If you want to transfer the cache to another computer, or preserve its contents for later use, you can use the functions export_download_cache to produce a ZIP file listing some or all of the cache contents, and import_download_cache to load the astropy cache from such a ZIP file.

The Astropy cache has changed format - once in the Python 2 to Python 3 transition, and again before Astropy version 4.0.2 to resolve some concurrency problems that arose on some compute clusters. Each version of the cache is in its own subdirectory, so the old versions do not interfere with the new versions and vice versa, but their contents are not used by this version and are not cleared by clear_download_cache. To remove these old cache directories, you can run:

>>> from shutil import rmtree
>>> from os.path import join
>>> from astropy.config.paths import get_cache_dir
>>> rmtree(join(get_cache_dir(), 'download', 'py2'), ignore_errors=True)  
>>> rmtree(join(get_cache_dir(), 'download', 'py3'), ignore_errors=True)  

Using Astropy With Limited or No Internet Access

You might want to use astropy on a telescope control machine behind a strict firewall. Or you might be running continuous integration (CI) on your astropy server and want to avoid hammering astronomy servers on every pull request for every architecture. Or you might not have access to US government or military web servers. Whichever is the case, you may need to avoid astropy needing data from the Internet. There is no simple and complete solution to this problem at the moment, but there are tools that can help.

Exactly which external data your project depends on will depend on what parts of astropy you use and how. The most general solution is to use a computer that can access the Internet to run a version of your calculation that pulls in all of the data files you will require, including sufficiently up-to-date versions of files like the IERS data that update regularly. Then once the cache on this connected machine is loaded with everything necessary, transport the cache contents to your target machine by whatever means you have available, whether by copying via an intermediate machine, portable disk drive, or some other tool. The cache directory itself is somewhat portable between machines of the same UNIX flavour; this may be sufficient if you can persuade your CI system to cache the directory between runs. For greater portability, though, you can simply use export_download_cache and import_download_cache, which are portable and will allow adding files to an existing cache directory.

If your application needs IERS data specifically, you can download the appropriate IERS table, covering the appropriate time span, by any means you find convenient. You can then load this file into your application and use the resulting table rather than IERS_Auto. In fact, the IERS B table is small enough that a version (not necessarily recent) is bundled with astropy as astropy.utils.iers.IERS_B_FILE. Using a specific non-automatic table also has the advantage of giving you control over exactly which version of the IERS data your application is using. See also Working offline.

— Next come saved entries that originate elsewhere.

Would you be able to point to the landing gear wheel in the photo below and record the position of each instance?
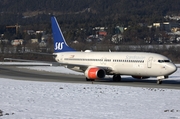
(159, 81)
(117, 78)
(89, 79)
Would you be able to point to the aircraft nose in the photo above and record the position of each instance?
(172, 68)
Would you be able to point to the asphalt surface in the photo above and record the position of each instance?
(13, 72)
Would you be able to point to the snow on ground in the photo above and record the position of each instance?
(49, 100)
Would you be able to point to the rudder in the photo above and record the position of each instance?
(60, 44)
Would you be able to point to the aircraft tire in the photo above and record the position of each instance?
(159, 81)
(117, 78)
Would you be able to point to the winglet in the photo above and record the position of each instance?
(60, 44)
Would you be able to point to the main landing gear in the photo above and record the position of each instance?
(89, 79)
(160, 78)
(159, 81)
(117, 78)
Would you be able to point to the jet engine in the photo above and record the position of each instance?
(95, 73)
(140, 77)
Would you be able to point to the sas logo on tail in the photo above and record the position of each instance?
(59, 45)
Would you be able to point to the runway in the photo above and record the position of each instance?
(12, 72)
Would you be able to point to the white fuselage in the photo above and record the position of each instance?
(123, 63)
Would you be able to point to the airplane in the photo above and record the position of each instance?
(96, 65)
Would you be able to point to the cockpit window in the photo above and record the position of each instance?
(161, 61)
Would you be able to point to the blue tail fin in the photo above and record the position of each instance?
(60, 44)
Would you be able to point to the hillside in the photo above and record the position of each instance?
(121, 11)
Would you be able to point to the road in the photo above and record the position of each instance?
(13, 72)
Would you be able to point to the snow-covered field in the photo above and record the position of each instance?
(46, 100)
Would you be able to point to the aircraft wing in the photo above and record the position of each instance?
(177, 65)
(83, 67)
(24, 62)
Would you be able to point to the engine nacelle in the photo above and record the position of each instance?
(95, 73)
(140, 77)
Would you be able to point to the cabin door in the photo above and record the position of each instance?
(149, 63)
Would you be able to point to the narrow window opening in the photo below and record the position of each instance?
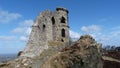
(44, 26)
(62, 20)
(62, 40)
(53, 20)
(63, 32)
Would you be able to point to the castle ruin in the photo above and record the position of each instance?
(48, 27)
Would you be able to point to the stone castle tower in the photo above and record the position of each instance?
(53, 26)
(48, 27)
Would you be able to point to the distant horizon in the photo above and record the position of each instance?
(100, 19)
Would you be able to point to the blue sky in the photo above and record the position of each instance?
(99, 18)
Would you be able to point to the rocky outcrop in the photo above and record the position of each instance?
(85, 53)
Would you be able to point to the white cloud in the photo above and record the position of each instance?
(6, 17)
(24, 27)
(74, 35)
(24, 38)
(91, 28)
(103, 20)
(7, 38)
(27, 23)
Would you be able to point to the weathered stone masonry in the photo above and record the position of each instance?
(48, 27)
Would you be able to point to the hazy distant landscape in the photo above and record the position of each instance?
(7, 57)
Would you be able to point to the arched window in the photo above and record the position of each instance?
(62, 19)
(53, 20)
(63, 32)
(62, 40)
(44, 26)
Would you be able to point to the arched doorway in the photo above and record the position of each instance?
(63, 32)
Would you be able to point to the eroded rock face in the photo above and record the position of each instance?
(85, 53)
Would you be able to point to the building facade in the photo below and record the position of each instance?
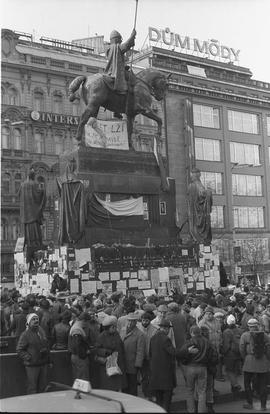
(215, 117)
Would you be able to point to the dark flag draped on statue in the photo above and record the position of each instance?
(32, 204)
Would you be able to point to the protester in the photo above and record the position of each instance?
(149, 331)
(60, 331)
(253, 347)
(109, 341)
(134, 344)
(162, 355)
(33, 349)
(231, 352)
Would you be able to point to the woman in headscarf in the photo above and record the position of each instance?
(109, 341)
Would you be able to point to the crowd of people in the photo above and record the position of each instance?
(209, 336)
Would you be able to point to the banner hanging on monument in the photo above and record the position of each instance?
(115, 135)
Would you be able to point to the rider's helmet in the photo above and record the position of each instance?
(115, 35)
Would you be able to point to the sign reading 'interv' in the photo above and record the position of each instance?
(112, 134)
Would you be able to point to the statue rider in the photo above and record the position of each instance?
(116, 67)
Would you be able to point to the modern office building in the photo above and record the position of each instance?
(215, 117)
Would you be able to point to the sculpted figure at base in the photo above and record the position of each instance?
(199, 209)
(32, 204)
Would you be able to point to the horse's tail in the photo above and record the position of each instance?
(74, 86)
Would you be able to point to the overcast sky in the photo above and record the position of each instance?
(239, 24)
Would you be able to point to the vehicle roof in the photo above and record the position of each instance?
(65, 401)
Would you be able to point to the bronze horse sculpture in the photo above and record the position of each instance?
(97, 91)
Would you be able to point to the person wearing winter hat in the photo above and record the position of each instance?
(33, 349)
(162, 311)
(149, 331)
(215, 333)
(109, 341)
(254, 349)
(231, 354)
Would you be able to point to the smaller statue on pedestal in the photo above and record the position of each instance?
(200, 203)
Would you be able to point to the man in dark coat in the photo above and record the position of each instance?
(162, 365)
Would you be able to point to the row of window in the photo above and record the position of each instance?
(12, 139)
(242, 185)
(209, 117)
(210, 150)
(244, 217)
(12, 97)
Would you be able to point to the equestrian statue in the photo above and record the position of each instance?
(119, 90)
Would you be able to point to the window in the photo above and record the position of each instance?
(243, 122)
(6, 183)
(59, 145)
(15, 229)
(145, 211)
(58, 103)
(13, 97)
(17, 139)
(207, 149)
(38, 103)
(4, 229)
(5, 138)
(247, 185)
(244, 153)
(39, 143)
(213, 181)
(217, 217)
(205, 116)
(248, 217)
(268, 125)
(17, 182)
(76, 108)
(162, 208)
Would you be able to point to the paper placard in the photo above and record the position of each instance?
(74, 285)
(200, 286)
(163, 274)
(63, 250)
(121, 284)
(133, 283)
(149, 292)
(89, 286)
(115, 275)
(107, 288)
(154, 276)
(85, 276)
(143, 274)
(144, 284)
(83, 256)
(104, 276)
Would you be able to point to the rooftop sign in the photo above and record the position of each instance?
(211, 48)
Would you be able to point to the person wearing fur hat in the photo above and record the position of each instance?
(231, 353)
(109, 341)
(33, 349)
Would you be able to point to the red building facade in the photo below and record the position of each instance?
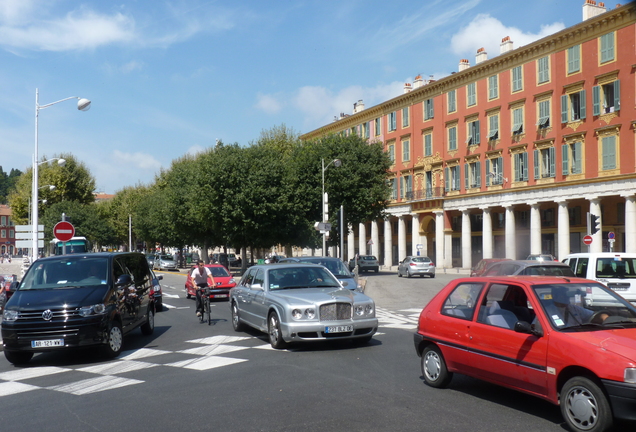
(508, 156)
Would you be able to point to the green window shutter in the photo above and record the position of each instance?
(617, 95)
(582, 110)
(596, 100)
(564, 109)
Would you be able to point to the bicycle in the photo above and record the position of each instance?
(206, 305)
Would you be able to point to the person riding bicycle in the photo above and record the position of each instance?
(199, 277)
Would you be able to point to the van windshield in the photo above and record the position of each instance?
(66, 272)
(616, 268)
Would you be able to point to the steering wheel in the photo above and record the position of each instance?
(598, 318)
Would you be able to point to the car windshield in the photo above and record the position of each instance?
(584, 307)
(301, 277)
(71, 272)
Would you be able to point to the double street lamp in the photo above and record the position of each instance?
(82, 105)
(325, 210)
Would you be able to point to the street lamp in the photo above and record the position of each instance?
(325, 213)
(82, 105)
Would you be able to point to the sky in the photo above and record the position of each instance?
(171, 77)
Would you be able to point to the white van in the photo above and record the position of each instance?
(617, 270)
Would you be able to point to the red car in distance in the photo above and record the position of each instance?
(222, 277)
(570, 341)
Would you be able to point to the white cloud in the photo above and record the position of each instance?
(486, 31)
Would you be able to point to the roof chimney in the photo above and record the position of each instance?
(591, 9)
(481, 55)
(506, 45)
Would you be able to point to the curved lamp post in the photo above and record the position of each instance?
(82, 105)
(325, 213)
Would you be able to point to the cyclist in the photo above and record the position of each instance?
(199, 277)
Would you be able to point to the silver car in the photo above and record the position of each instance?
(416, 265)
(299, 302)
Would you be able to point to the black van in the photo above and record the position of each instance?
(74, 301)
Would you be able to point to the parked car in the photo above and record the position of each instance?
(71, 301)
(511, 331)
(416, 265)
(300, 303)
(334, 265)
(483, 265)
(164, 262)
(223, 278)
(529, 267)
(541, 257)
(156, 292)
(616, 270)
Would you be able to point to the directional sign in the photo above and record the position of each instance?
(64, 231)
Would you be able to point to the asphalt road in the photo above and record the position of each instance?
(194, 377)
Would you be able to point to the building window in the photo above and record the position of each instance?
(573, 107)
(452, 180)
(543, 69)
(574, 59)
(493, 127)
(473, 133)
(493, 87)
(428, 109)
(517, 121)
(428, 144)
(544, 114)
(608, 148)
(452, 138)
(452, 101)
(406, 150)
(606, 98)
(494, 171)
(392, 121)
(517, 79)
(472, 175)
(521, 166)
(471, 94)
(544, 163)
(405, 117)
(378, 126)
(607, 47)
(572, 158)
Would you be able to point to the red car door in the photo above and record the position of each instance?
(502, 355)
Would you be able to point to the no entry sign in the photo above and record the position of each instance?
(63, 231)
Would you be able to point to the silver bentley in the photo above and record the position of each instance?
(300, 303)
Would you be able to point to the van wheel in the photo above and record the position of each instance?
(18, 357)
(115, 340)
(149, 326)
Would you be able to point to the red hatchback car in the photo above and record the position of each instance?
(570, 341)
(223, 278)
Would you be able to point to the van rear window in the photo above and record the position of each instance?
(616, 268)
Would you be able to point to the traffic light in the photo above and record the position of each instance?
(595, 224)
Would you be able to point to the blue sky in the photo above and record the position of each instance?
(170, 77)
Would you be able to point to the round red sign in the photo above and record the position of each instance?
(63, 231)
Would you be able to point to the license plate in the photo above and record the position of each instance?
(47, 343)
(338, 329)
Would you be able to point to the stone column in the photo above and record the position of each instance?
(511, 233)
(535, 228)
(388, 244)
(486, 235)
(467, 250)
(563, 235)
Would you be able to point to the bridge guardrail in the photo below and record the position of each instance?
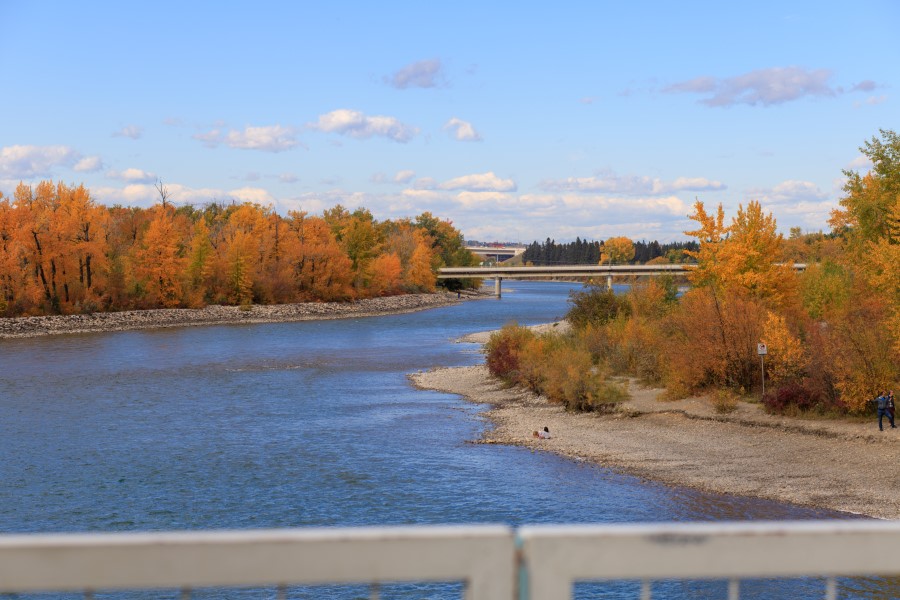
(492, 559)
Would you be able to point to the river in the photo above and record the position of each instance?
(306, 424)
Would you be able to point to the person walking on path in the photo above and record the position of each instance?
(881, 403)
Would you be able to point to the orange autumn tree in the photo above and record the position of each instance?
(60, 252)
(617, 250)
(321, 270)
(158, 260)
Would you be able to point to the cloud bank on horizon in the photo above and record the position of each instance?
(510, 140)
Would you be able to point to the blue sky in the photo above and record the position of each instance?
(517, 121)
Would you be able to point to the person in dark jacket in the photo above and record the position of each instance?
(881, 403)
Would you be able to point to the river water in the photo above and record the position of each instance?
(308, 424)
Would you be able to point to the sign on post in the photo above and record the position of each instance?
(762, 351)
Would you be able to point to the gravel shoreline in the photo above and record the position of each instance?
(839, 465)
(23, 327)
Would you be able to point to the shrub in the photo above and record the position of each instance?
(573, 380)
(724, 401)
(503, 350)
(595, 304)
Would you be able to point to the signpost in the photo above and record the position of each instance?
(762, 351)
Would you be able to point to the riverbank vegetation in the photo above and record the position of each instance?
(832, 332)
(62, 253)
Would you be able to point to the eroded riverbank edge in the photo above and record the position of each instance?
(23, 327)
(837, 465)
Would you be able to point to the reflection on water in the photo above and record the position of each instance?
(304, 424)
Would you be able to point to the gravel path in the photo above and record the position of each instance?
(839, 465)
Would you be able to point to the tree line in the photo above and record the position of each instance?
(61, 252)
(584, 252)
(832, 332)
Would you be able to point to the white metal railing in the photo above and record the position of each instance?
(495, 562)
(481, 556)
(557, 556)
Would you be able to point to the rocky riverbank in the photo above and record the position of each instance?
(221, 315)
(835, 464)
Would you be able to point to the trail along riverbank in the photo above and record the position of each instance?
(839, 465)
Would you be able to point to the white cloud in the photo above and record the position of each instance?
(631, 185)
(132, 176)
(482, 182)
(788, 192)
(422, 74)
(462, 130)
(272, 138)
(404, 176)
(360, 126)
(424, 183)
(860, 163)
(27, 162)
(130, 131)
(145, 194)
(484, 199)
(89, 164)
(767, 87)
(250, 194)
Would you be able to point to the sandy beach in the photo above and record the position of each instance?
(223, 315)
(840, 465)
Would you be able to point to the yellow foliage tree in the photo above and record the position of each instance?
(786, 359)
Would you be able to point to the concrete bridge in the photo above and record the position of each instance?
(499, 273)
(497, 253)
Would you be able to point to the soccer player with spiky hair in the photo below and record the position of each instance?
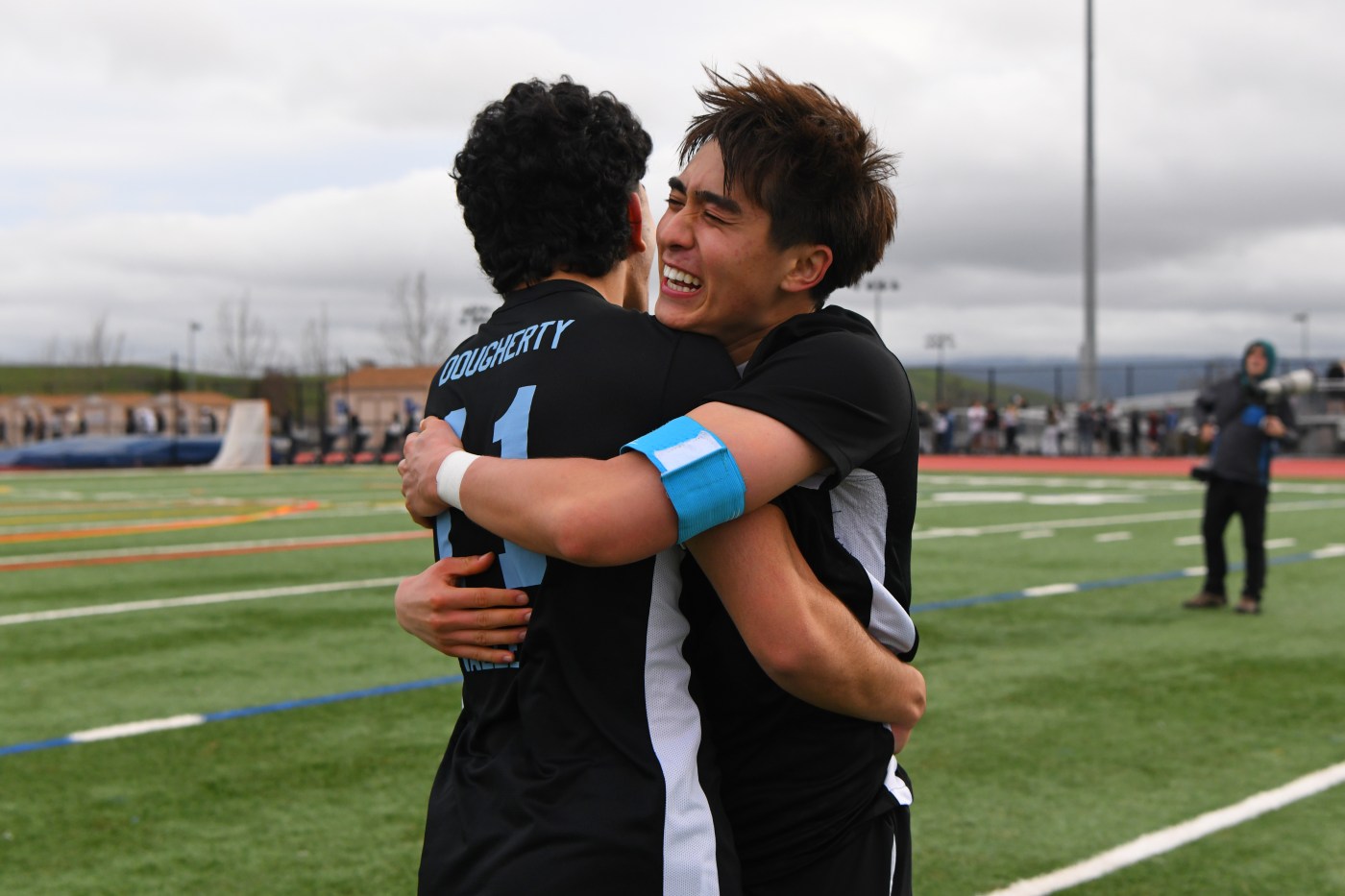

If your issue is with certain specific servers, even if they are the ones astropy normally uses, if you can anticipate exactly which files will be needed (or just pick up after astropy fails to obtain them) and make those files available somewhere else, you can request they be downloaded to the cache using download_file with the sources argument set to locations you know do work. You can also set sources to an empty list to ensure that download_file does not attempt to use the Internet at all.

If you have a particular URL that is giving you trouble, you can download it using some other tool (e.g., wget), possibly on another machine, and then use import_file_to_cache.

Astropy Data and Clusters

Astronomical calculations often require the use of a large number of different processes on different machines with a shared home filesystem. This can pose certain complexities. In particular, if the many different processes attempt to download a file simultaneously this can overload a server or trigger security systems. The parallel access to the home directory can also trigger concurrency problems in the Astropy data cache, though we have tried to minimize these. We therefore recommend the following guidelines:

  • Write a simple script that sets astropy.utils.iers.conf.auto_download = True and then accesses all cached resources your code will need, including source name lookups and IERS tables. Run it on the head node from time to time (frequently enough to beat the timeout astropy.utils.iers.conf.auto_max_age, which defaults to 30 days) to ensure all data is up to date.

  • Make an Astropy config file (see Configuration System (astropy.config)) that sets astropy.utils.iers.conf.auto_download = False so that the worker jobs will not suddenly notice an out-of-date table all at once and frantically attempt to download it.

  • Optionally, in this file, set astropy.utils.data.conf.remote_timeout = 0 to prevent any attempt to download any file from the worker nodes; if you do this, you will need to override this setting in your script that does the actual downloading.

Now your worker nodes should not need to obtain anything from the Internet and all should run smoothly.